The Cloverfield Paradox had an ad at the 2018 Superbowl halftime show, making people aware of the film only hours before its release on Netflix. Now, an entire year later, it's being released on DVD. A very odd marketing strategy considering everyone with a Netflix subscription that wanted to see it would have seen it long before now, and demand from the remaining potential audience would be practically non-existent due to the length of time that has passed, and the generally unfavourable reviews it had received since it's release.

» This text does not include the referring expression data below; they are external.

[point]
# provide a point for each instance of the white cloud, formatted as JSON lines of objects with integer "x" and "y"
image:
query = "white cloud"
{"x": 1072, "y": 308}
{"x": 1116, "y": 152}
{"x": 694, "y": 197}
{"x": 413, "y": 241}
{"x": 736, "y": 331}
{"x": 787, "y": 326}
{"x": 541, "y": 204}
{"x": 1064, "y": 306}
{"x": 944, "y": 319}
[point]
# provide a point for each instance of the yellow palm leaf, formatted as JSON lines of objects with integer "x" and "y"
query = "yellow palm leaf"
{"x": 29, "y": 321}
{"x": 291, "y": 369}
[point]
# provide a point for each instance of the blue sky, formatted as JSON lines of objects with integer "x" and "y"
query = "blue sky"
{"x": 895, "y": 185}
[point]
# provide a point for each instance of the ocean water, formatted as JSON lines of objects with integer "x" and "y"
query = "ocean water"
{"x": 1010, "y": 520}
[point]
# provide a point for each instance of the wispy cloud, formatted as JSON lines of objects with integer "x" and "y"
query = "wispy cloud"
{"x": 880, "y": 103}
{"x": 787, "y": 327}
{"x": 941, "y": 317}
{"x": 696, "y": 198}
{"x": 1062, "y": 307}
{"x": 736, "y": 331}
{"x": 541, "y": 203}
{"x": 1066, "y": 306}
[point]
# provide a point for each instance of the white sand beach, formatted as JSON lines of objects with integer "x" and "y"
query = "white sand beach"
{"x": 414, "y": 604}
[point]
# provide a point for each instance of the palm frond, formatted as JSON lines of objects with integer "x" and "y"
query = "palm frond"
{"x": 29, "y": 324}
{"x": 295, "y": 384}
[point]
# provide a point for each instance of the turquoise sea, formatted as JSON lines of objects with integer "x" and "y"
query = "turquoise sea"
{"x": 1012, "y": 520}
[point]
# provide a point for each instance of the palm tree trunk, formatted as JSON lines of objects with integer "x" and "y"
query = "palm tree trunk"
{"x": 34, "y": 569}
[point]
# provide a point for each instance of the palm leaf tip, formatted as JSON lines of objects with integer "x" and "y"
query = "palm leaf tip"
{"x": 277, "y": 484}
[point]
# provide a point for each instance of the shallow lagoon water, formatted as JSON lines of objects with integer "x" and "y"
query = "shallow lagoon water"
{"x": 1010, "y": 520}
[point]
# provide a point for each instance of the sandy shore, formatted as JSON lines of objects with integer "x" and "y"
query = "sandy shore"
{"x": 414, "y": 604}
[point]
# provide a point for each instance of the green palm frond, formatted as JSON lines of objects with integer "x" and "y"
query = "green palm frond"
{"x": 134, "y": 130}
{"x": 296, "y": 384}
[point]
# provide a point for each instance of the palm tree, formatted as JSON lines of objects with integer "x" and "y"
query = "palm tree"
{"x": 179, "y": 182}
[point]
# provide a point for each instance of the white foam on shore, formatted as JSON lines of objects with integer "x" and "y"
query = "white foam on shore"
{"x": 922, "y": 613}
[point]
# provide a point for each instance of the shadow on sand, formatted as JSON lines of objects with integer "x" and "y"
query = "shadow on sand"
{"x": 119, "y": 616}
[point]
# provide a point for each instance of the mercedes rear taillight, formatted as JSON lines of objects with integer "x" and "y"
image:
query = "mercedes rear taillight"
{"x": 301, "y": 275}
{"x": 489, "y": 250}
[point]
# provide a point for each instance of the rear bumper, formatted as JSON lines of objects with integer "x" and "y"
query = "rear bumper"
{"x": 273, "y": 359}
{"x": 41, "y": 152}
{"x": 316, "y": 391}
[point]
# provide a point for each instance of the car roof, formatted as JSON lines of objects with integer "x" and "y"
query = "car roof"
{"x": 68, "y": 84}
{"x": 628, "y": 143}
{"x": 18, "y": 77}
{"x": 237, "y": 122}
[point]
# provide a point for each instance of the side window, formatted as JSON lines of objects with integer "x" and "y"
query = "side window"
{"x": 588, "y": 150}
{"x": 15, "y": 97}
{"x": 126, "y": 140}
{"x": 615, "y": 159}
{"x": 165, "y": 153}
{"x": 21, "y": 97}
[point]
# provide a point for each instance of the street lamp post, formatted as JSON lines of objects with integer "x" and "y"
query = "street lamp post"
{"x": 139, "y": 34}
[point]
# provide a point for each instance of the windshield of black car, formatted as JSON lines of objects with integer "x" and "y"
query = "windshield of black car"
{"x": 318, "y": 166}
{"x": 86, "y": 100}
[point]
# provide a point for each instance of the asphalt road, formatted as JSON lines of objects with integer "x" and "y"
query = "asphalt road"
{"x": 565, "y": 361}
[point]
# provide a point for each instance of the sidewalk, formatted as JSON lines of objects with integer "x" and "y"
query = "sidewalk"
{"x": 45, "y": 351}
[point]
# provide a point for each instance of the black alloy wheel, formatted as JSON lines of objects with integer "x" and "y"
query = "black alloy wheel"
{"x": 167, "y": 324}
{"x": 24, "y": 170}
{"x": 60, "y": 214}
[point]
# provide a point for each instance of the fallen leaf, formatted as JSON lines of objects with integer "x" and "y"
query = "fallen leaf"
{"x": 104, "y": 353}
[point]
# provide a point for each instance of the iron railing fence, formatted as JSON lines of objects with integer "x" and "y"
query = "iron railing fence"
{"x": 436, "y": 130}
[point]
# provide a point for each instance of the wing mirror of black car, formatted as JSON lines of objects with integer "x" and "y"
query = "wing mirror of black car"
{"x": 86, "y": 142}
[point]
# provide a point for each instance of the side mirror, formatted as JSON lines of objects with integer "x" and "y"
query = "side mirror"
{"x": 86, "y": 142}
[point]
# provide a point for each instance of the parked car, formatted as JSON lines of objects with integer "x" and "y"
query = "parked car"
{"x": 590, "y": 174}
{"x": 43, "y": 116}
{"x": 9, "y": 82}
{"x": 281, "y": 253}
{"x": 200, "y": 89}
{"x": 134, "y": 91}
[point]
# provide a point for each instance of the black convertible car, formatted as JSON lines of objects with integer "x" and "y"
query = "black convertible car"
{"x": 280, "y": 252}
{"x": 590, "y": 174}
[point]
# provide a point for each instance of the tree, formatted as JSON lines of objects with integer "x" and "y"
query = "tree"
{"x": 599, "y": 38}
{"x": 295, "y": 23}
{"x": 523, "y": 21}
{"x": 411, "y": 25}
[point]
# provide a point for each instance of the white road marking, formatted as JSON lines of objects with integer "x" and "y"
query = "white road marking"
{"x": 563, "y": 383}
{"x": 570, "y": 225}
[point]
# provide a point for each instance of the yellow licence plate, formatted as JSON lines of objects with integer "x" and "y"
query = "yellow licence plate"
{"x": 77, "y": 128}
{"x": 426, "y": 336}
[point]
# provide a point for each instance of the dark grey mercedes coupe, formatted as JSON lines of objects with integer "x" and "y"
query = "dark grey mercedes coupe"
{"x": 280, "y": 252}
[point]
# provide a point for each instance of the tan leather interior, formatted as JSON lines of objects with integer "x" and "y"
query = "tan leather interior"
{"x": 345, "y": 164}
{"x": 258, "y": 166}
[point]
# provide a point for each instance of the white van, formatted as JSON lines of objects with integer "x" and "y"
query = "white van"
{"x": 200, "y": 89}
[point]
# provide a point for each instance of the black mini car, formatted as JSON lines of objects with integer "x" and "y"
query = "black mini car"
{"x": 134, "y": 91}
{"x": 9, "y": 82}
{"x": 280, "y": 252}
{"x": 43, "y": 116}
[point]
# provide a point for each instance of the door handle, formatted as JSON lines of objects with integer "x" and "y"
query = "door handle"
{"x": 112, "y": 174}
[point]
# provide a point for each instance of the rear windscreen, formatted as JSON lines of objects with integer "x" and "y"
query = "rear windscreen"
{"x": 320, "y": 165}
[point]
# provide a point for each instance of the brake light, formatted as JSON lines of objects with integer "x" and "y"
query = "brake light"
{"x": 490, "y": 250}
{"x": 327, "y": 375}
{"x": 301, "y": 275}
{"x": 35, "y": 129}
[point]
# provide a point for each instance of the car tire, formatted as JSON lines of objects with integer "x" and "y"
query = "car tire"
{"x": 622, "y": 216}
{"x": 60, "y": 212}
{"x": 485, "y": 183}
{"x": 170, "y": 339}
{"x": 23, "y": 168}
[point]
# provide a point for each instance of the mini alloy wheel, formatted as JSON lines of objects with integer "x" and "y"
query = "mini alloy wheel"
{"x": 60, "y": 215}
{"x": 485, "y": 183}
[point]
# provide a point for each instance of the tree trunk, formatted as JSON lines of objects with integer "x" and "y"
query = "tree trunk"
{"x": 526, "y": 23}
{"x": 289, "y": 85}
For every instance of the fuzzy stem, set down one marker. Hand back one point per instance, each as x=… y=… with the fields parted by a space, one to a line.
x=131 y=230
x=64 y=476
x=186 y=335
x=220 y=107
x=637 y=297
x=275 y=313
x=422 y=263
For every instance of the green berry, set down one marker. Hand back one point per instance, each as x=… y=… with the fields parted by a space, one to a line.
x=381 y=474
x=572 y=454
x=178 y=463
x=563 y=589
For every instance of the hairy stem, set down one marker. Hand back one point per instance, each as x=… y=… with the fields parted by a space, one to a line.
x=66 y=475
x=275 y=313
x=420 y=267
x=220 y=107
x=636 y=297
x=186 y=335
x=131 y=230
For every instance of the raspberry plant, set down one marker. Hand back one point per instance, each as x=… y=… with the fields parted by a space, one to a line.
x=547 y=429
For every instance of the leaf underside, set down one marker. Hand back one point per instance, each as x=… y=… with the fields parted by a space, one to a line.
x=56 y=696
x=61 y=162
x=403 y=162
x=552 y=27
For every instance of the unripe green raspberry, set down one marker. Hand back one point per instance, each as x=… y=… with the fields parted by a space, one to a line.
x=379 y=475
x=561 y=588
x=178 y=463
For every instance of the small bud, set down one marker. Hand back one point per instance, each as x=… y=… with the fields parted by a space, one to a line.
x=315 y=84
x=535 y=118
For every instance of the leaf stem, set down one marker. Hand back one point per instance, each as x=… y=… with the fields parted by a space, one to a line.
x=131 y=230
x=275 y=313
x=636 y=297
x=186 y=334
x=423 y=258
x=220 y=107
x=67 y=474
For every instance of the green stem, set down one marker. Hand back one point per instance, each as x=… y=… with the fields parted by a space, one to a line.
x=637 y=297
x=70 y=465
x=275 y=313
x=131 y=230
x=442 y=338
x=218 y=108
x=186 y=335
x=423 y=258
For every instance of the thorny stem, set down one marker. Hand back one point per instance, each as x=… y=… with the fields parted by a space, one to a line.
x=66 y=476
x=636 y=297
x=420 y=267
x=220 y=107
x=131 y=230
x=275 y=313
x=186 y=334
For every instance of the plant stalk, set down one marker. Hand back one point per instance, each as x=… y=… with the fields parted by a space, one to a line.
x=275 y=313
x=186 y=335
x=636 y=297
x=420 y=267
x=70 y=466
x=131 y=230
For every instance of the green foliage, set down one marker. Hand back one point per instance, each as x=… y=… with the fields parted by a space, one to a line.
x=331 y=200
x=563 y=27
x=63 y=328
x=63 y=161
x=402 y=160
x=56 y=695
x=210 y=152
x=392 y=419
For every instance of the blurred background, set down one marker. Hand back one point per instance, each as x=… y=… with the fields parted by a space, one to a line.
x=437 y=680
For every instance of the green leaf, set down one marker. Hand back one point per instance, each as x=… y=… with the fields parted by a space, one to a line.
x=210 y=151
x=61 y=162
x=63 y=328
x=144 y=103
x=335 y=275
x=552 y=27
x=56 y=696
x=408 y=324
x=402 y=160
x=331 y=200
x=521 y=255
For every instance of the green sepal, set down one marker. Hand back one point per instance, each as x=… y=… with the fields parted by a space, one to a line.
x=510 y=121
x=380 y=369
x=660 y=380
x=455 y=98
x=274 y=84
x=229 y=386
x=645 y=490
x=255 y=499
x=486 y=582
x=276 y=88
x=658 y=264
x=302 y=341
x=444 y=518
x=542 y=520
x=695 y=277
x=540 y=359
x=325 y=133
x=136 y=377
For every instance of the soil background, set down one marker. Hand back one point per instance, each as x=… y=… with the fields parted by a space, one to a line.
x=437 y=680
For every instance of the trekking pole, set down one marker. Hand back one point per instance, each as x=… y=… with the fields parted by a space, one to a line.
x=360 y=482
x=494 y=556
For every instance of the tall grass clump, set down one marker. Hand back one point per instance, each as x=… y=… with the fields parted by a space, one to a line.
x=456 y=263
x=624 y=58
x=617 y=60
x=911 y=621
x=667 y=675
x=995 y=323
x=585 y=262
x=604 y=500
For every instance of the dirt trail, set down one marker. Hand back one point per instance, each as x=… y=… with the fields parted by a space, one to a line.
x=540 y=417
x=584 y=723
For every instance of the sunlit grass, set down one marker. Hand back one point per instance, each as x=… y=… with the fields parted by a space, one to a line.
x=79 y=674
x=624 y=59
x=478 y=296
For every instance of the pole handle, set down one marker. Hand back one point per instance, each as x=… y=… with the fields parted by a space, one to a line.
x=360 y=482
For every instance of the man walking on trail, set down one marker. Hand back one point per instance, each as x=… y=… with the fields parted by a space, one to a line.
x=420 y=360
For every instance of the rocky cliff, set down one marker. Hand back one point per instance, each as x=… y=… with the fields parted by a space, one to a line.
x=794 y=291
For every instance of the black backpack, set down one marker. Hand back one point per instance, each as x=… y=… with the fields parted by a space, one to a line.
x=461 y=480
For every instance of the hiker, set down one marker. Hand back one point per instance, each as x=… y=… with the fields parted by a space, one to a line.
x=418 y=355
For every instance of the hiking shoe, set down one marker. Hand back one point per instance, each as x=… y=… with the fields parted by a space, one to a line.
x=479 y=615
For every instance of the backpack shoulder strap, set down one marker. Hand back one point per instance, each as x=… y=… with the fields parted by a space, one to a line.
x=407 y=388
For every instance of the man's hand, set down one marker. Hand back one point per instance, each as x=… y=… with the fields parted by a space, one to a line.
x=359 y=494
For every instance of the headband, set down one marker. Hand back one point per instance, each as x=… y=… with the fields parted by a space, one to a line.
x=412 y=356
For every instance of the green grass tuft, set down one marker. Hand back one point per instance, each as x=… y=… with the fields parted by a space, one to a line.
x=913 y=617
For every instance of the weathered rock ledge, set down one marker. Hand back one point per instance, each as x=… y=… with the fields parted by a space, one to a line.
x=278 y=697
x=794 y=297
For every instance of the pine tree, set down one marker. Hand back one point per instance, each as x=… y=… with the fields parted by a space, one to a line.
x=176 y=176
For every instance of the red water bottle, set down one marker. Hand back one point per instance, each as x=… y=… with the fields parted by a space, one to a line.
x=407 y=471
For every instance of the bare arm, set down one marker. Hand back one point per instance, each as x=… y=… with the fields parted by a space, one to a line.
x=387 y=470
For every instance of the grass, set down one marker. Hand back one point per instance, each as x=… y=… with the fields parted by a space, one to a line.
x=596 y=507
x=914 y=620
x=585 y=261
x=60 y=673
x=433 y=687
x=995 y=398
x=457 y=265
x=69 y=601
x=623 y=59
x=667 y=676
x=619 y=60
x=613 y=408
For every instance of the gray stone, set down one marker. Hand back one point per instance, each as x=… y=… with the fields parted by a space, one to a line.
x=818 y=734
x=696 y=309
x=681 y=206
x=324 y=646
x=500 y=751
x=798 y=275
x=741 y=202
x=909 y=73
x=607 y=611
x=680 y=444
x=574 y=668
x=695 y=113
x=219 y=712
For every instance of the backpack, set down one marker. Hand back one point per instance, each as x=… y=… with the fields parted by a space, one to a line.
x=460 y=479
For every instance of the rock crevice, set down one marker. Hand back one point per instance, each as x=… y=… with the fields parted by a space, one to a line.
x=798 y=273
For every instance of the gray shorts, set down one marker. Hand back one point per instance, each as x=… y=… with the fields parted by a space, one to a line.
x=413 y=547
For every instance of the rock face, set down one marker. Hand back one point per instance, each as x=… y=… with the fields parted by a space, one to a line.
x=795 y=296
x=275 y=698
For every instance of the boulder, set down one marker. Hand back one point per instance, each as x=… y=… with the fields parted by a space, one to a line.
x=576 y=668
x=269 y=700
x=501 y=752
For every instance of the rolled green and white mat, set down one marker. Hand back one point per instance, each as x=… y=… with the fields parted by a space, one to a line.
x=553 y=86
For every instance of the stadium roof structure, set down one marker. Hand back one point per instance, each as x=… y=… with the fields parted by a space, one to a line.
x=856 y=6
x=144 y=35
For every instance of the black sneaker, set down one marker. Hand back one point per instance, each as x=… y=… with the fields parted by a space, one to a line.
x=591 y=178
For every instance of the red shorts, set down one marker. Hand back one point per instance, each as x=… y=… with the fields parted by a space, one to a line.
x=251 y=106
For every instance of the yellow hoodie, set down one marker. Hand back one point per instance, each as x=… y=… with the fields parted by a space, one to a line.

The Cloverfield Paradox was originally not a part of the Cloverfield series. In fact, it was quite far through production--under the name God Particle--before J. J. Abrams decided to link the film to the Cloverfield series and change the name. I really struggle to understand why they would try to create a franchise or cinematic universe in such a way when the film itself has nothing to do with the franchise premise and simply has a couple of scenes added afterwards. It feels like a very lazy way to try and bring in an audience. Granted 10 Cloverfield Lane was a great film if you exclude the final scenes of the film...which just happen to be the parts that were added to link it to Cloverfield. But I digress.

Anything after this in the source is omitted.